We are working with several leading pharmaceutical and biotech companies on actively monitoring patients undergoing this treatment, enabling the administration of this therapy in an outpatient setting, and early discharge to the patient’s home. This significantly reduces the patient burden as the patient does not have to be kept in the hospital for days and days, but rather can go home and be carefully monitored through our platform. Predicting CRS and neurotoxicity in oncology patients is a rapidly growing area for us and our pharmaceutical partners.

OSP: Do you have any thoughts or information to add not touched upon above?

JT: Patient burden in clinical research could also include the technology selected by the pharmaceutical company or CRO. To improve trial engagement and success, researchers should select technology that minimizes patient burden with low data-entry demands and simple, short forms that can be completed on a mobile device.

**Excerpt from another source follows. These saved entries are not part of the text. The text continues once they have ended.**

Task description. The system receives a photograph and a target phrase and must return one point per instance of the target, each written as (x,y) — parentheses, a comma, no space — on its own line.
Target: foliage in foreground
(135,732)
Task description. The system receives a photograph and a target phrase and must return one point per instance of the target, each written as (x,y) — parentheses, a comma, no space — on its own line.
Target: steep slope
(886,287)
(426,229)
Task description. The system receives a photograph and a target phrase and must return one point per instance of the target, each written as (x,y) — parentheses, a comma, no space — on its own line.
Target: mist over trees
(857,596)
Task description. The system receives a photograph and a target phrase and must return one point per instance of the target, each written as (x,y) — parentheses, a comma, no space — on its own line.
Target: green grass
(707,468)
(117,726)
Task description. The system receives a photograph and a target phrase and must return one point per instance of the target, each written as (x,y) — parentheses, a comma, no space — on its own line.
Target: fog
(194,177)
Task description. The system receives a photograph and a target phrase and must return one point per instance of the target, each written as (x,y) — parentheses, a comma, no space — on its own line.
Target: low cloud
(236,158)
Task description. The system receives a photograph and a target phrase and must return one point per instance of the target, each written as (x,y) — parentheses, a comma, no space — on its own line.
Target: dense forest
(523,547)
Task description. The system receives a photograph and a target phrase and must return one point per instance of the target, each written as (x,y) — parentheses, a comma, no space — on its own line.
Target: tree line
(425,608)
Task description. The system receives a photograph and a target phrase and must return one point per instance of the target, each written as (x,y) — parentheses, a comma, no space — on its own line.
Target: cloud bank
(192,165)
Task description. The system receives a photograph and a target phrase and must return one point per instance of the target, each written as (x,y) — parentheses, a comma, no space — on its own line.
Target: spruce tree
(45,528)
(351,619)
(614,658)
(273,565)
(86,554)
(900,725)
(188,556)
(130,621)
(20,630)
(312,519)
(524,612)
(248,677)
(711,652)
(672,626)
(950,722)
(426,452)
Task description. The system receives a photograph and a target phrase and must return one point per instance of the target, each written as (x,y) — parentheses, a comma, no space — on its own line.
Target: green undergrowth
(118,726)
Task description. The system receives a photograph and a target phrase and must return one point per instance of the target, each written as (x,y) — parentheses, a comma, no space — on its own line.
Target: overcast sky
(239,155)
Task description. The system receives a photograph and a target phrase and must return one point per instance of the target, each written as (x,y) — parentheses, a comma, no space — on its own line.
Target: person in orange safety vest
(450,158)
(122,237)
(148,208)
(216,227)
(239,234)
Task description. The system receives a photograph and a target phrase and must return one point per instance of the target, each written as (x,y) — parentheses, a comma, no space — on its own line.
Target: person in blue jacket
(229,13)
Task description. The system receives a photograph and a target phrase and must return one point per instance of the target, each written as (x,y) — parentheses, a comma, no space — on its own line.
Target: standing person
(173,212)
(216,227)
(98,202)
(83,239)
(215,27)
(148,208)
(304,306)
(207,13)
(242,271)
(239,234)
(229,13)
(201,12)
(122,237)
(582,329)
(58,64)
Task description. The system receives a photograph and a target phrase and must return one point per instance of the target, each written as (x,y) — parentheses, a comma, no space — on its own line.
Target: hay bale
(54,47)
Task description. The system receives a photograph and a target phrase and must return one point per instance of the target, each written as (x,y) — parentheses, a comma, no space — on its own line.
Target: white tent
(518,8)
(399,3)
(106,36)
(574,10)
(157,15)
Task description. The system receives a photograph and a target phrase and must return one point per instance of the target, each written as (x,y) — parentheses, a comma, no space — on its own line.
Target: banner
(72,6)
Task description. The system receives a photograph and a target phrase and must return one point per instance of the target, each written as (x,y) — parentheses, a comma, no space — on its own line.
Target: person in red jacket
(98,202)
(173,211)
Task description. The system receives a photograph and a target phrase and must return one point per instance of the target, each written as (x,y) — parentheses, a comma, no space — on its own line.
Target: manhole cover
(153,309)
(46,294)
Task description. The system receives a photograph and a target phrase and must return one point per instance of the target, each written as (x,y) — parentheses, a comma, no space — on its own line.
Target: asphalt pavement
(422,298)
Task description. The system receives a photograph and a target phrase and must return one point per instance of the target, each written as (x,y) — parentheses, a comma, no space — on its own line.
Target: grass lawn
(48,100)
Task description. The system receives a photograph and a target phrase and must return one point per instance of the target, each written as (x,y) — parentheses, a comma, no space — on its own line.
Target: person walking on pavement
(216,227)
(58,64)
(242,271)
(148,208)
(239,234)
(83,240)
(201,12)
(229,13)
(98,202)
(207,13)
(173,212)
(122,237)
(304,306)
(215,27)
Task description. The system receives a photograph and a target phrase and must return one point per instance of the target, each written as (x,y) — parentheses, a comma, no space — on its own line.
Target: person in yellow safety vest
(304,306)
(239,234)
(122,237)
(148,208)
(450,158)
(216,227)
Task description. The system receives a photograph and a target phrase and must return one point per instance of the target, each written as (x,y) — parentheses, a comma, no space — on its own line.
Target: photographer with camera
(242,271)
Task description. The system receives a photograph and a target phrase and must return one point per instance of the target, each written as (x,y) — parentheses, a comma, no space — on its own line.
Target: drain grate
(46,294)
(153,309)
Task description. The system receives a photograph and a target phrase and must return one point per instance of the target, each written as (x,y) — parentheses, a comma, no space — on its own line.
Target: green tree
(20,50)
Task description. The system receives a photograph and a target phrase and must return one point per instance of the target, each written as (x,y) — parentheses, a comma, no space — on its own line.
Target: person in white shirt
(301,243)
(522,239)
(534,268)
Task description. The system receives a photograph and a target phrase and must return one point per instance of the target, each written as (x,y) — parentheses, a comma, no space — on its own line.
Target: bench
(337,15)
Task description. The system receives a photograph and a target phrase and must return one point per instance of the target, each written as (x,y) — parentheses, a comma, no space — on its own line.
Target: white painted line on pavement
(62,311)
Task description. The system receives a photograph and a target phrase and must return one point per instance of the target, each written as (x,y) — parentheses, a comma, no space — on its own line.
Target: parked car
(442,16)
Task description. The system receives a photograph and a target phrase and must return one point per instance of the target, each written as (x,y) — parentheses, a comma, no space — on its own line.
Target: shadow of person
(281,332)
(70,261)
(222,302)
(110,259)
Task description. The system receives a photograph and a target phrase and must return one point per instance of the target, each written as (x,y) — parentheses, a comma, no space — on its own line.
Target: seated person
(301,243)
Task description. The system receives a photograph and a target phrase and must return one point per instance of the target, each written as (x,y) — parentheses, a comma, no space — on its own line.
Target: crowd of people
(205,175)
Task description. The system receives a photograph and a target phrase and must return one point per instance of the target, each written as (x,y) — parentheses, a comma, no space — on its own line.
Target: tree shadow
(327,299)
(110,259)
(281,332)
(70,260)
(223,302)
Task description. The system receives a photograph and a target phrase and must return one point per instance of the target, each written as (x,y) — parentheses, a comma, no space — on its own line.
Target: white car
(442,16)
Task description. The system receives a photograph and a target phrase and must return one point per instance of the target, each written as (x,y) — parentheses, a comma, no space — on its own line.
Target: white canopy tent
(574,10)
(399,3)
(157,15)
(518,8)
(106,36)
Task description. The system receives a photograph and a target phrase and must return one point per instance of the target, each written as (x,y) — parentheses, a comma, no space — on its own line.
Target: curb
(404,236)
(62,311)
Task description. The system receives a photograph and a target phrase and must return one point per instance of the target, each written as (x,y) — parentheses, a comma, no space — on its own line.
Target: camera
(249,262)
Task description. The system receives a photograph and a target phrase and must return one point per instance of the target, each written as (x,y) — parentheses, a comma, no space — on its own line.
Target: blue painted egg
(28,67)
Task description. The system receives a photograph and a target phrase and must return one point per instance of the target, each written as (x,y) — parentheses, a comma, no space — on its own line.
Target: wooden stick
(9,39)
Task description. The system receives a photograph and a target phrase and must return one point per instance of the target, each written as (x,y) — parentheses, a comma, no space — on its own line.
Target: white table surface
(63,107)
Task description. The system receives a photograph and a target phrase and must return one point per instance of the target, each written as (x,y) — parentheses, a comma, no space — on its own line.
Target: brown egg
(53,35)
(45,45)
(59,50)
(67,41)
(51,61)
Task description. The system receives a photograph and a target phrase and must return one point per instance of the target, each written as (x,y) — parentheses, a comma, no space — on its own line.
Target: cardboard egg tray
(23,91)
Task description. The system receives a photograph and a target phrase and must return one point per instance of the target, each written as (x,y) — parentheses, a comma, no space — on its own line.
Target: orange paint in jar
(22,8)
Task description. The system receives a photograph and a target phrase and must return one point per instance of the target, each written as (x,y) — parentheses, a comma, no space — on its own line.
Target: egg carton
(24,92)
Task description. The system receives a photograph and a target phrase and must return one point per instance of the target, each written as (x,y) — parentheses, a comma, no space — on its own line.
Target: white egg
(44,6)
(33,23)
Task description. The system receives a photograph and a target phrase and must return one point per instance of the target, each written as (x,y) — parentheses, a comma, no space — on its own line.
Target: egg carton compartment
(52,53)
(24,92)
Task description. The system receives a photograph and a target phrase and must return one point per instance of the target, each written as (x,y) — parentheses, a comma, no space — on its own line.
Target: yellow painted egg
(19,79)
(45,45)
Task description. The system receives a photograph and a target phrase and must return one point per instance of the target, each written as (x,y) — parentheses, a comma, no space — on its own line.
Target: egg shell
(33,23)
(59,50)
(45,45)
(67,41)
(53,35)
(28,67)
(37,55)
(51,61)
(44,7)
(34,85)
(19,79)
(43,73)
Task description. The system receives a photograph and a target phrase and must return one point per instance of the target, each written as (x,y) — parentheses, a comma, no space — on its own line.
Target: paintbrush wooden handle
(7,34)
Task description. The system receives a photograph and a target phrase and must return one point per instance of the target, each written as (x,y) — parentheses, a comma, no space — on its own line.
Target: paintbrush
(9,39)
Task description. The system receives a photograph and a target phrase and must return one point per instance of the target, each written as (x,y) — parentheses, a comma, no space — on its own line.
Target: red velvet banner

For their part, investigators should be focused on data analysis and promoting patient engagement with excellent care, not technology issues. Life science companies and CROs should select a partner that can provide a turn-key solution that includes AI-driven technology platforms and services such as logistics management, tech support with knowledgeable patient-facing representatives to guide patients, and a clinical command center to monitor alerts.

The platform selected should also not limit investigators to what type of device they can use to drive their research. A device-agnostic, fully integrated RPM platform reduces the number of vendors that researchers must manage and makes trial participation more seamless for patients. This flexibility is crucial because few life sciences or CROs study just one therapeutic area.

By choosing a highly modular and scalable digital therapeutic platform to support research, investigators can pursue DCT and hybrid studies across a wider range of conditions and easily expand the number of participants as needed.